Я смеюсь и сплевываю смех на землю. Мужик в кислотном дутике шарахается в сторону, когда меня заносит, и я перебираю непослушными ногами, чтобы не врезаться в него, обхожу по дуге, прислоняюсь к шершавости кирпича каким-то чудом попавшейся под руку стены. В стене что-то пульсирует, я точно чувствую это и наконец понимаю, что болен. У меня жар.
— Ты загонишь себя, — бормочет Катюша, пока я только иду к ней, а она не знает, что все свершилось. — Уже загнал. Я говорила…
— Говорила-говорила, — поддакиваю я, только бы не расстроить ее, не обозлить раньше времени.
— Зачем ты это начал? Зачем тебе этот текст? Зачем тебе это все? Тебе мало меня?
Я отрываюсь от стены, прощаюсь с ее надежной шершавостью, с кирпичной оранжевостью, с прохладцей, чуть остудившей меня, совсем уж вскипевшего. Мимо идут. Их много, но все они — одно. Пестрая масса движется по законам светофоров, знаков и сигналов. Люди-люди-люди. Пытаюсь вычленить хоть одно лицо из сонма лиц, но куда там. Глаза слезятся, смаргиваю. Шатаюсь, кажется. Я болен, я весь в боли. Как мне страшно, кто бы знал, какой это страх.
— Вам нехорошо? — Из толпы ко мне тянется рука. Пальцы кривые и толстые.
Я шарахаюсь в сторону, пячусь. Киваю быстро, да нет, все хорошо, спасибо, до скорых встреч.
— Тебе вечно нужно еще что-то, — шипит Катюша. — Что? Кто? Вот они? Они?
Тысячеликий урод катится по нашей улице от нашей станции до нашего дома. Среди мельтешения его дряблых ног, острых локтей, красных глаз и мясистых мочек я выхватываю то опухшего от собачьей жизни бомжа, то измученную младенцем женщину, то старуху в вонючих обносках, то бандерлогов Страхова в неизменной джинсе и скандинавских свитерах, откуда только они взялись, так не ходит уже никто.

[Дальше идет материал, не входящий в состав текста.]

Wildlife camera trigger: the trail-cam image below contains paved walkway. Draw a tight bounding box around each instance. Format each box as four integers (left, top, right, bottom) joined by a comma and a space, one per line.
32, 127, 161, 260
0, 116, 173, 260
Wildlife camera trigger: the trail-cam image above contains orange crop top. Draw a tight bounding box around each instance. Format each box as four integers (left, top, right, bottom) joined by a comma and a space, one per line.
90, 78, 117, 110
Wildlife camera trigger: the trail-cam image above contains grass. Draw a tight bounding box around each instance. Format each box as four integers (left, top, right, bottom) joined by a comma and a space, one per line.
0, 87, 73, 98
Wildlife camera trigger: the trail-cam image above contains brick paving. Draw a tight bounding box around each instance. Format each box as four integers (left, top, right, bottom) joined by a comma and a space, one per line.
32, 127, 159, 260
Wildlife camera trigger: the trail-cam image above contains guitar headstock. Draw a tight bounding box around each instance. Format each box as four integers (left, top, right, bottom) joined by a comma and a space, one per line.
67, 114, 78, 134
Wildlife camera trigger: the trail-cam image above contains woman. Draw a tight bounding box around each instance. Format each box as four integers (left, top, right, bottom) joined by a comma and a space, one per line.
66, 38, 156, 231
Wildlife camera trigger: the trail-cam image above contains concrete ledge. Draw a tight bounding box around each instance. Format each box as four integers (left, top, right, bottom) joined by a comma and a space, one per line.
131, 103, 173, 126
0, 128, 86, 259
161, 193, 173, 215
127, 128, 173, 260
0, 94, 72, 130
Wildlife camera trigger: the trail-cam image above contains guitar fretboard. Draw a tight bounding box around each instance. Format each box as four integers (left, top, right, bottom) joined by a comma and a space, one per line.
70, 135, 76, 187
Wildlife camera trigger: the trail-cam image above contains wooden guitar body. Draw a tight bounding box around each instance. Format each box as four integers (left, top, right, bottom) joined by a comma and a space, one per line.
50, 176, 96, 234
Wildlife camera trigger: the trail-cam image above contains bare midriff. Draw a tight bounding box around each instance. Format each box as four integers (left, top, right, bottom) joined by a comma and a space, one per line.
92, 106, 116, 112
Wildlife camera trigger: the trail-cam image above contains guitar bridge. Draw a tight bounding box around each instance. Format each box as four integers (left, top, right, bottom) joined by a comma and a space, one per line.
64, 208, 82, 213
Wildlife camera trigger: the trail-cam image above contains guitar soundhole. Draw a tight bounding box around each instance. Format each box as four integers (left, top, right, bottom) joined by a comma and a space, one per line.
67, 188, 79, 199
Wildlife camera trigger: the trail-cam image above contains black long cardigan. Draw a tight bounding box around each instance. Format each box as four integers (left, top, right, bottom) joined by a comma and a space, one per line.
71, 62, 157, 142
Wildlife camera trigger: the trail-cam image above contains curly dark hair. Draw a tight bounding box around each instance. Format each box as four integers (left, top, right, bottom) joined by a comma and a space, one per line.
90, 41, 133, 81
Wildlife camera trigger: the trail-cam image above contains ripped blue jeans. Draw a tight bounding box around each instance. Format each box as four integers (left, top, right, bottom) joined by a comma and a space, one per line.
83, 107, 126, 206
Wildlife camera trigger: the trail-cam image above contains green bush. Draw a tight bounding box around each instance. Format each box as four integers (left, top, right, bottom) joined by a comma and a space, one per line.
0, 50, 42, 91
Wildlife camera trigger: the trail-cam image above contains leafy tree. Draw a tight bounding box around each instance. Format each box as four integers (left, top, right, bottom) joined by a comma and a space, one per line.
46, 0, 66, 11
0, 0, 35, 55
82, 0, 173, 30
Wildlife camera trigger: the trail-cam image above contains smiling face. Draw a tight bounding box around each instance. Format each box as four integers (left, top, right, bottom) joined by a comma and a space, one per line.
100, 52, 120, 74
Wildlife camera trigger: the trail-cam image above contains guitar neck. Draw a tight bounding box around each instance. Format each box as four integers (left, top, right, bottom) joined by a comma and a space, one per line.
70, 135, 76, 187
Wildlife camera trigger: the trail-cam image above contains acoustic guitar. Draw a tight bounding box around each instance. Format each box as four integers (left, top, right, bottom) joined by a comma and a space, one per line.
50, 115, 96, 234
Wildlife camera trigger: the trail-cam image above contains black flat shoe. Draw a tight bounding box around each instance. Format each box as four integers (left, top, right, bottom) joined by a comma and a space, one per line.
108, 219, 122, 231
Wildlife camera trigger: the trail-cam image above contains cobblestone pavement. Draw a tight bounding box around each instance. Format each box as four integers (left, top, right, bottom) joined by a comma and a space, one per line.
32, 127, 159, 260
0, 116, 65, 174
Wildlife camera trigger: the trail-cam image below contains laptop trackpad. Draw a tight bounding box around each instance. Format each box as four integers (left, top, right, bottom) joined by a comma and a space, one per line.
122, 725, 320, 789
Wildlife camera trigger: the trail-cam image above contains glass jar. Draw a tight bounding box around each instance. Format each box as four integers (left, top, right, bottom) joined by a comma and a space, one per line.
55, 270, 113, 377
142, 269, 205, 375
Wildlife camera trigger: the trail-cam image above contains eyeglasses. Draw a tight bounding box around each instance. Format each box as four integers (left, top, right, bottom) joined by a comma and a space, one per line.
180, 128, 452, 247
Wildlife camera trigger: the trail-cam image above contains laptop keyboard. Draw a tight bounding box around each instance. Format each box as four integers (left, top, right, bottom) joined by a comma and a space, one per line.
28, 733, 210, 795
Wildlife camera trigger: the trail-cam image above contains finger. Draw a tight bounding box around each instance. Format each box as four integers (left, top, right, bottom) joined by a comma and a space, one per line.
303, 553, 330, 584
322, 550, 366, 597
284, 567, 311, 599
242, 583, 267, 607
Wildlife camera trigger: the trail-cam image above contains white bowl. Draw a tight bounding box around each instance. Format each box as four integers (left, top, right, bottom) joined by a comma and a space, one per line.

— Нет, не они, — отвечаю я, и Катюша хохочет, захлебывается смехом, а я сплевываю его на землю — слюна мутная, будто манная каша на воде.
Какая-то старуха оборачивается на меня через костлявое плечо, смотрит испуганно, подтягивает тряпичную авоську поближе. Катюша всхлипывает и перестает смеяться. И я слышу, как оглушительно гудит мне машина с переплетением кружков на решетке. «Ауди», — вспыхивает в памяти. Сколько ерунды там копится. Сколько пустой ненужности. Я машу рукой, мол, вижу, что стою на проезжей части, вижу, не гуди, и шагаю дальше, сворачиваю с дороги, прячусь от многоликого урода во дворах. Спиной чувствую, как старуха провожает меня взглядом. В кармане звякает мелочь.
— Да не оскудеет рука дающего, — назидательно учит меня Павлинская, повязывая голову шелковым платком, а руки подрагивают от густого похмелья и никогда не подают, потому скудеют, скудеют до дыр.